Bien que souvent réduit à ses chansons sur les femmes, le répertoire musical de Coupé Cloué était en réalité beaucoup plus varié. Comme le souligne Vantz Brutus dans son interview : « Le répertoire musical de Coupé Cloué est très varié, bien qu’il soit incontestable d’affirmer que la thématique femme occupe une place prépondérante. Mais outre la femme, l’Ensemble Sélect Coupé Cloué a traité de spiritualité (« Ogou Feray », « L’Évangile », « Imploration », « Papa Loco », « Gangan ti manga »). Il aborde des sujets sociaux dans « SHADA » ou « Café », prêchant l’harmonie sociale dans « Antann pou n antann nou », « kolabore » ; mais aussi traduit le quotidien difficile des gens d’origine modeste ou la misère en Haïti : « Lavi vye nèg », « Message », « Espoir », « Noël sans lune ». »
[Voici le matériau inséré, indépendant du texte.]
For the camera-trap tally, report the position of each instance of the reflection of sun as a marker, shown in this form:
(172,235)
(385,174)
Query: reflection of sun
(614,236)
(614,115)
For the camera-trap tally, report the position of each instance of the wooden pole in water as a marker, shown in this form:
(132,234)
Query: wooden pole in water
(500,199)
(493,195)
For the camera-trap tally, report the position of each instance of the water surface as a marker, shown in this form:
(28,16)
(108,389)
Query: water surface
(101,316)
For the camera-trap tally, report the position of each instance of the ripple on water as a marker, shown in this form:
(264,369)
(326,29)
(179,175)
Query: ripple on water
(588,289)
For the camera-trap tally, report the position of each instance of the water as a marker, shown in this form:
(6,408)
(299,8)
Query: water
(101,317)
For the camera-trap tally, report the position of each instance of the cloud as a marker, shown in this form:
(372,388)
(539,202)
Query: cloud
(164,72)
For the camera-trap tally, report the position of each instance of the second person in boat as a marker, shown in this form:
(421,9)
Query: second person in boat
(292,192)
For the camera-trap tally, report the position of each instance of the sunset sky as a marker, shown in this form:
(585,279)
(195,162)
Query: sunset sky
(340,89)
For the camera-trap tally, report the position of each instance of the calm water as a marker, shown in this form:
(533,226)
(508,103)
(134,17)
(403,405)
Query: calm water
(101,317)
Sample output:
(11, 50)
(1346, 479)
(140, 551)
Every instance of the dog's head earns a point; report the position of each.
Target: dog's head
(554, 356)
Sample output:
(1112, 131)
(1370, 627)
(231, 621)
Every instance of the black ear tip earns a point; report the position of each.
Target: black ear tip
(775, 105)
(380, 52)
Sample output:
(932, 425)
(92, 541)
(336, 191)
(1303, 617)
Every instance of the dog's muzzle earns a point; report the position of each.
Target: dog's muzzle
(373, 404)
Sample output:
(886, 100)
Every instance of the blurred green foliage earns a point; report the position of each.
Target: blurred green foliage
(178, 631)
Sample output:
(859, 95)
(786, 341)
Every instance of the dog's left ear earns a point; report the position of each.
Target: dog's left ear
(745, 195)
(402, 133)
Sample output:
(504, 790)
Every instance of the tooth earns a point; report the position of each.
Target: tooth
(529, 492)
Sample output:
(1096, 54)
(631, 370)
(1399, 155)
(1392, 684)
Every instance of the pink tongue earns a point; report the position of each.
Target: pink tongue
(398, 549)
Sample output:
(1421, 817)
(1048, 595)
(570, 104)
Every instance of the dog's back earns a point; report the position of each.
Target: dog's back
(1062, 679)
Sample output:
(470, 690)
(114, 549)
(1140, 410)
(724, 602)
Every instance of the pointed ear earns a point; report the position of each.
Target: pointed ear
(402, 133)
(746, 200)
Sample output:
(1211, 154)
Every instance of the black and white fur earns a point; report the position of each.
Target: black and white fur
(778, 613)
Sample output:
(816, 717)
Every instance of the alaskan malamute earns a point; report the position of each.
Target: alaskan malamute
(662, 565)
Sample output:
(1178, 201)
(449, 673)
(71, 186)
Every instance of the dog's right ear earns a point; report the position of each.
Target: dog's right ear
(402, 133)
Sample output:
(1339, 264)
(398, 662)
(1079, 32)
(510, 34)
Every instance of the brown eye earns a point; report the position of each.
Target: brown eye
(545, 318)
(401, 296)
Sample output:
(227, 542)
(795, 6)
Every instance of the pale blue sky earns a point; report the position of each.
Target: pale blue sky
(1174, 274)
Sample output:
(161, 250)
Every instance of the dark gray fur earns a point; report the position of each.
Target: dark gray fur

Ce chercheur note également que « le répertoire comporte aussi des titres traduisant la joie de vivre en Haïti (« Deux jours à vivre », « Miyan-Miyan », « Somos feliz »). Le groupe rend hommage à l’amitié (« Bon zanmi »), revendique l’identité culturelle (« Sa ki pou ou », « Couci Couça »), s’en prend aux hommes radins dans « Gason kolon » et enfin plusieurs titres sont consacrés à l’autoglorification (« Vie Dimension », « 34e anniversaire », « Souvenir d’enfance », « Roi Coupé »).»

Selon Brutus, « Gesner Henri est à plusieurs niveaux génial ; que ce soit en tant que parolier, compositeur ou interprète, mais aussi en tant que narrateur ou conteur. Car l’originalité de l’Ensemble Sélect tient avant tout à son rythme original à mi-chemin entre la musique des troubadours traditionnels haïtiens et la musique dansante haïtienne, le compas direct. » Il souligne également « l’apport de Gesner Henri en tant qu’improvisateur qui dit des sermons à l’eau de rose : croustillants et farcis de détails suggestifs et hilarants sur fond musical. Magicien et célèbre jongleur, il fait naître des sonorités et des images évocatrices dans la manipulation des mots et l’utilisation d’onomatopées dont il a le secret. »

À l’occasion du centenaire de sa naissance, Jean Gesner Henry apparaît comme l’une des figures les plus authentiques et originales de la musique haïtienne. Son refus des modes passagères et sa fidélité à son style unique lui ont permis de traverser les époques et de marquer durablement notre patrimoine.